Local villagers who will be resettled to make way for the dam will be compensated in accordance with international standards, while those who can no longer fish for a living because of the project will be provided with alternative jobs, he said.
Cambodian objection
Activists have complained that the project will impact people beyond the immediate vicinity of the dam, calling for further study of the project and consultation with neighboring countries.
The dam has prompted a formal complaint from downstream Cambodia, whose border is 2 kilometers (1.2 miles) from the dam site.
The complaint was made to the Mekong River Commission (MRC), the body that oversees regional cooperation in the Mekong Basin.
“Cambodia has written to Laos to request the project be suspended and that Laos bring the project up for discussion with the Mekong River Commission,” Cambodian National Mekong Committee Deputy Chairman Sin Niny told RFA’s Khmer Service last week.
He did not say why Cambodia was objecting the dam project.
Cambodia-based 3S Rivers Protection Network director Meach Mean said the country’s National Mekong Committee had received no response from Laos to the letter and that Cambodia should insist that the project be postponed until further environmental studies are done.
Cambodian villagers living along the Mekong and its “3S” tributaries want their government to ask national brewer Angkor Beer, in which the owner of Mega First has a majority share, to persuade the Malaysian company to stop or postpone construction of the project, he said.
Cambodia, which is building its own dams on Mekong tributaries, is also, along with Thailand, a potential buyer for electricity generated by the dam, which Laos is building as part of its target to become the “battery” of Southeast Asia by selling electricity to its neighbors.
At least 19 NGOs in the region have written to the prime ministers of the four Mekong River Commission countries—Laos, Cambodia, Thailand, and Vietnam— calling on them to suspend the project until further studies are conducted, according to Cambodia-based NGO Forum director Chit Sam Ath.
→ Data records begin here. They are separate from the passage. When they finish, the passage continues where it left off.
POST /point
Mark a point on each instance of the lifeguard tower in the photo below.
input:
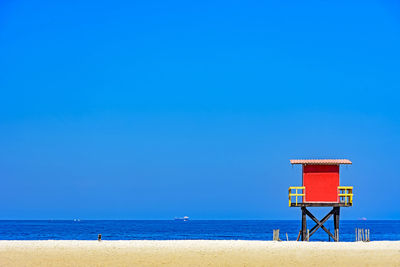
(321, 188)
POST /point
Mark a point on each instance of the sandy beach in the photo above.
(198, 253)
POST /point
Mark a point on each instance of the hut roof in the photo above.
(320, 161)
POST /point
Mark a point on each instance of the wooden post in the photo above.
(336, 214)
(356, 234)
(303, 223)
(298, 237)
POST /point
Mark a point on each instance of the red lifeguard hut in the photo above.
(320, 188)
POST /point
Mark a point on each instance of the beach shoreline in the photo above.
(197, 253)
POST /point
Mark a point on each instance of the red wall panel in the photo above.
(321, 182)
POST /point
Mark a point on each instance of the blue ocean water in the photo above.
(192, 229)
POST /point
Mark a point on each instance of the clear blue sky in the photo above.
(156, 109)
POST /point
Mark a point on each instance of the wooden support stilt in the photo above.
(319, 223)
(303, 223)
(298, 237)
(336, 222)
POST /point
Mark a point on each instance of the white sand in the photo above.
(198, 253)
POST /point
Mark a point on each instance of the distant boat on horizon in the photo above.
(185, 218)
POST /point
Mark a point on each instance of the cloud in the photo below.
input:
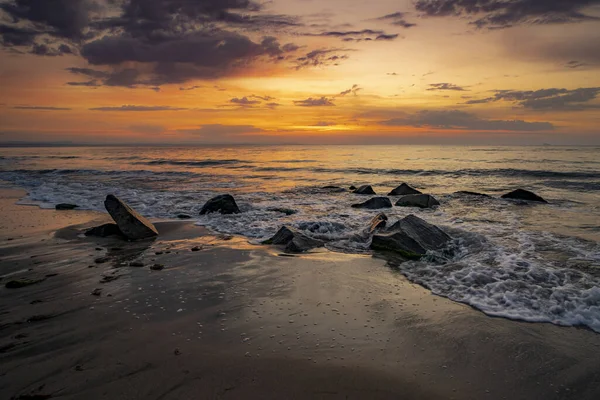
(494, 14)
(445, 86)
(353, 90)
(41, 108)
(314, 102)
(397, 19)
(552, 99)
(133, 108)
(455, 119)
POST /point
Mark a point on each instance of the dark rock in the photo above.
(521, 194)
(375, 203)
(411, 237)
(474, 194)
(136, 264)
(365, 189)
(132, 224)
(286, 211)
(403, 190)
(65, 206)
(104, 231)
(295, 241)
(20, 283)
(418, 200)
(224, 204)
(378, 222)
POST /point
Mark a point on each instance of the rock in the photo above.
(295, 241)
(132, 224)
(66, 206)
(378, 222)
(365, 189)
(521, 194)
(411, 237)
(104, 231)
(474, 194)
(418, 200)
(286, 211)
(224, 204)
(20, 283)
(403, 190)
(375, 203)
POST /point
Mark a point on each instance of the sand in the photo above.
(234, 320)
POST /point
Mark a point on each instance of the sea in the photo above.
(523, 261)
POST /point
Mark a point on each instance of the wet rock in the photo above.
(21, 283)
(403, 190)
(286, 211)
(133, 225)
(294, 240)
(378, 222)
(418, 200)
(364, 189)
(375, 203)
(521, 194)
(474, 194)
(104, 231)
(65, 206)
(224, 204)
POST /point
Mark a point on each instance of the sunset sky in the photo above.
(300, 71)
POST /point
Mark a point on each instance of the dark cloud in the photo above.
(496, 14)
(455, 119)
(552, 99)
(133, 108)
(397, 19)
(41, 108)
(353, 90)
(445, 86)
(315, 102)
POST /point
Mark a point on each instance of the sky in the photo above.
(300, 71)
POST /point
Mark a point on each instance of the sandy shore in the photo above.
(237, 321)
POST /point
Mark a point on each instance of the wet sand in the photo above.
(238, 321)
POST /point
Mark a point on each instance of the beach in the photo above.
(236, 320)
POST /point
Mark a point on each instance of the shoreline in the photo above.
(236, 320)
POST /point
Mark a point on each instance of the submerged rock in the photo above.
(411, 237)
(364, 189)
(65, 206)
(418, 200)
(132, 224)
(378, 222)
(224, 204)
(403, 190)
(104, 231)
(521, 194)
(295, 241)
(375, 203)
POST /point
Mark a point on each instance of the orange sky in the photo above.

Activists say plans for the dam require the removal of thousands of truckloads of riverbed from the channel, which will alter the river’s ecology and aquatic habitats.
In particular, the dam will severely threaten the already endangered Irrawaddy dolphin that lives in the area, they say.
“We are really concerned about the construction, as the dam will affect natural resources, dolphins, and wetlands,” Chit Sam Ath said.
Notification and consultation
Activists have said Laos is avoiding MRC requirements to consult its neighbors before building the dam by claiming it is not on the Mekong mainstream.
On Sept. 30, after months of preliminary groundwork carried out at the dam site, Laos formally informed the MRC of its plans to build the dam beginning in November, using the organization’s “prior notification” procedures instead of the “prior consultation” process required for mainstream dams.
Laos official have said they do not regard the Hou Sahong to be part of the Mekong mainstream and that the MRC’s definitions of a “mainstream” dam are vague.
International advocacy group Save the Mekong Coalition said in a recent statement that it “totally rejected” Laos’s claim.
“There is absolutely no question that the Don Sahong Dam is a mainstream project that will deeply impact flows and fish migration, and have immense transboundary implications,” it said.
International Rivers hit out at the tour Laos had organized to the dam site as an attempt to sell the project to neighboring countries despite the absence of a regional agreement or proven measures to mitigate environmental or social impacts of the project.
“Their latest attempt to greenwash the Don Sahong Dam cannot hide the environmental and political injustices of the project,” the group’s Southeast Asia director Ame Trandem said in a statement.
Reported by RFA’s Lao and Khmer Services. Written in English by Rachel Vandenbrink.